- Connecting with Peninsula people for Jesus

We begin October with the start of Day Light Saving! 

For the Christian Church this time continues to be the Season after Pentecost, which began on June 11 and we find ourselves in the middle of the wilderness with the people of Israel.  The people are on a spiritual journey.

Recently I came across a book entitled SOULSTICE by Sharonne Price.  She says:

The book is called “Soulstice” because the solstice is the perceived “turning point” of the seasons – a time of approaching change.  The metaphor of season enables us to accept that everything has its time and that strength may actually be in letting go.  It also helps us see life with its redemptive rhythms and the great ecology of the spirit in human lives.

Everyone works through the dilemmas of identity, meaning, love and trust in their lives, whatever their views about God might be.  I wrote Soulstice about journeys because it is such a common metaphor for life – while it may be overused in this way, it’s a term that many can easily identify with.

In Soulstice, I identify four journeys of the soul – Exploration, the Heroic Journey, Pilgrimage and the Journey Home.
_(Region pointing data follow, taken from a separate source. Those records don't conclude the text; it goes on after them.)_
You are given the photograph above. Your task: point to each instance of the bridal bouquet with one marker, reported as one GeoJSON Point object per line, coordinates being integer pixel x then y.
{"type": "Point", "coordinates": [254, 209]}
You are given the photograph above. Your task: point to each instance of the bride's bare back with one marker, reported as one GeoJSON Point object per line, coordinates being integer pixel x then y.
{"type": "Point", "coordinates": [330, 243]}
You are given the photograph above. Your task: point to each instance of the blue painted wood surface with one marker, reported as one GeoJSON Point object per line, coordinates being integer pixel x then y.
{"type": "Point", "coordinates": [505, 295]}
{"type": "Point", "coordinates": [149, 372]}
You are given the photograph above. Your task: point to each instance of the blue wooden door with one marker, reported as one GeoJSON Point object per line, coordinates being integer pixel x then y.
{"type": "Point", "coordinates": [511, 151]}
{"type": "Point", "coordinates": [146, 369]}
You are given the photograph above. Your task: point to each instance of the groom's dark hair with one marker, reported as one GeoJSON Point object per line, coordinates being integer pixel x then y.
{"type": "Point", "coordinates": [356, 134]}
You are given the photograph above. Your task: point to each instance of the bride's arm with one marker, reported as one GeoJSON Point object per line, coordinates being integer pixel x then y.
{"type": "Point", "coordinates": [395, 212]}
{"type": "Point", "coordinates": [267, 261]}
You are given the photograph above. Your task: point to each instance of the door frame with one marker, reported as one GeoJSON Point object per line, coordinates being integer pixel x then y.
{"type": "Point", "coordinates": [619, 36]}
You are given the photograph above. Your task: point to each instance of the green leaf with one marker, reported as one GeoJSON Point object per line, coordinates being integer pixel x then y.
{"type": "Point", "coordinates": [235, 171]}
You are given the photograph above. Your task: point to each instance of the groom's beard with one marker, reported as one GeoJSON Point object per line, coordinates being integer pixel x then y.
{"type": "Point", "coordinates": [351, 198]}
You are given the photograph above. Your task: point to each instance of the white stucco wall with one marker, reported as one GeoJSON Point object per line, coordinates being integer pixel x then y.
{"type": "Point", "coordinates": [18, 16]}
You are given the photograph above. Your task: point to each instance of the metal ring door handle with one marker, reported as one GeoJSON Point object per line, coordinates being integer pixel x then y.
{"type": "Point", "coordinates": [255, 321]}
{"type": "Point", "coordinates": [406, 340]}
Whilst they overlap, each of them requires a different stance from the traveller, even a different goal. Sometimes we have not thought about what sort of a journey we are taking – we just set out. There are lessons to be gleaned from the differences in the journeys and various potholes along the way.

As for journeys, I’ve often been frustrated with Christians who have an “are we there yet?” approach to faith, or who seem to believe that the destination is all that is important. 

Life is not experienced as a formula to be discovered or a set of boxes to be ticked. It’s much more gristly and sinewy than that. It requires all the things that a great journey demands – self-knowledge, courage, hope, faith, and the gifts of grace that are bestowed on us all along the way.’

Journey with God today, journey together with others and live in moment.